How many host are the SPAM coming from ?
19 January 2007 23:48
To see what bad hosts on the Internet is sending all the Spam to my mail server, I have collect 973 HAM mails and 3001 SPAM mails from 45 hours of mail traffic to run some home build statistics on to get a more clear picture of where mails are coming from.

What i found was:

973 HAM mails and 3001 SPAM mails was received from 2543 different host on the Internet

3 of the host sent both HAM and SPAM
2226 of the host sent only SPAM and not any HAM
314 of the host sent only HAM and not any SPAM

As you can see in the graphic below a lot of the bad remote host only sent 1 Spam mail and then disconnect the connection, so that indicate that most SPAM are coming from mail bots and not from open mail relays..

That is why IP RBL is not working very well any more to stop the SPAM as they normally only have bad mail servers listed in them...
Maybe smart to use this to build my own automatic IP blacklist by collect who is sending mails to my server, like if a remote host has not sent any HAM mail to my server in 3 months and it has sent more then 10 SPAM mails within one month, so then it will get blacklisted. I have to collect a lot more data to see if this is a good idea..... 45 hours of mails is to little data to base it on....

Phishtank is out, Another now cool anti spam app is in.
19 January 2007 18:26
After testing Phishtank URL data-feed as a way to stop SPAM by matching the URLs in the mails with the data-feed, i have found that this way is simple wast of CPU time as the URLs was to random and Phishtank is not taking that into the count..

But i am now testing another well-known anti-spam application as a plug-in for Mailsweeper and this is working very very well, in fact better then i had anticipate it to do and the best thing of all..... it is free, but i have still a lot of work to do before i will make the information public here at my website. :-)

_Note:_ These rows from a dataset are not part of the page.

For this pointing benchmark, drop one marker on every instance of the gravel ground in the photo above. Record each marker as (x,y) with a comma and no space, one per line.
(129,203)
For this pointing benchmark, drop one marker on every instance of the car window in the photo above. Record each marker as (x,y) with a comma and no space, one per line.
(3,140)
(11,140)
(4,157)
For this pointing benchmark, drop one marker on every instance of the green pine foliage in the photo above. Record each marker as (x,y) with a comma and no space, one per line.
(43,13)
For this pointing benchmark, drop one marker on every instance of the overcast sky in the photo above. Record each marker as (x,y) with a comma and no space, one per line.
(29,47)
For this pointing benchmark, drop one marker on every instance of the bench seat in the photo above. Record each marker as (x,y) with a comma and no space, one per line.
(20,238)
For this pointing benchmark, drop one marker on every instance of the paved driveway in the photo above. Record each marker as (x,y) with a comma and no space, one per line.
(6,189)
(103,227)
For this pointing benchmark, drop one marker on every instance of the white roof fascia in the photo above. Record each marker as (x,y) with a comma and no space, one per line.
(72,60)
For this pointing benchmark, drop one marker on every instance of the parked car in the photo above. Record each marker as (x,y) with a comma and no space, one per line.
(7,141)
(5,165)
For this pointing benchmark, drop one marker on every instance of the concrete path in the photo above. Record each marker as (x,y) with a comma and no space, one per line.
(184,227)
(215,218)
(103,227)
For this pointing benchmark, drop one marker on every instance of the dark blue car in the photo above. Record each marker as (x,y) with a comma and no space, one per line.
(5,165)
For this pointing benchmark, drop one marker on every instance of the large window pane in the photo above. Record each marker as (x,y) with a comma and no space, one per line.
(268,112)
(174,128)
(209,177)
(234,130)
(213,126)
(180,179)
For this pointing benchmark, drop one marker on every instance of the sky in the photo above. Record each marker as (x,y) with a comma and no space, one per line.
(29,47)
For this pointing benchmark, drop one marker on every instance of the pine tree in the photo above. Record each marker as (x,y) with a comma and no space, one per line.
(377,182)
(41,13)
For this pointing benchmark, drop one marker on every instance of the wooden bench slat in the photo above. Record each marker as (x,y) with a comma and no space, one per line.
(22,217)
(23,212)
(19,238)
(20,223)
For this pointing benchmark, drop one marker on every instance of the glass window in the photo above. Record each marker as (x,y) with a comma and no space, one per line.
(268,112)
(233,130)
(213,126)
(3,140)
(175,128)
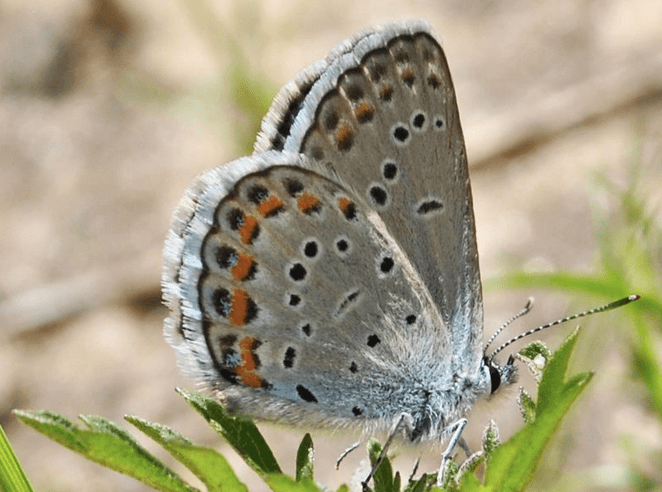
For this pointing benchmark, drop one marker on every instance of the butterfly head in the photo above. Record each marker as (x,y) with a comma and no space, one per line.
(500,376)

PhishTank not worth the CPU time it use
4 January 2007 21:05
Follow-up on blog Tooms is diving into the Phish Tank

After testing some more i have not been able to get the hit rate better, there is simply to much random things in the URLs for this to work well.
For this to get better then there most be some standards for what to do with random things like if the hostname in the URLs is detected as random then it will be change to the hostname random.domain.tld..
so URLs like this "http: // some.thing.domain.tld/"  will be change to "http // random.domain.tld/"

So the idea need more work before it will be good.

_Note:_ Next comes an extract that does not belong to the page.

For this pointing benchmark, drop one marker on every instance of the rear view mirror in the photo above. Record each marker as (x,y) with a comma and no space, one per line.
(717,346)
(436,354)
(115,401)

In fact some years ago i had a homebuilt plug-in for mailsweeper there was matching URLs with a local database and the database fill with URLs from some honeypot accounts on the same server, it work well but the database got very big and it cost a lot of CPU time.. so it can work but need more work to build smart code there can detect for random things in the URLs... So the idea is not dead, maybe some day I will have a public plug-in there is matching URLs with a database.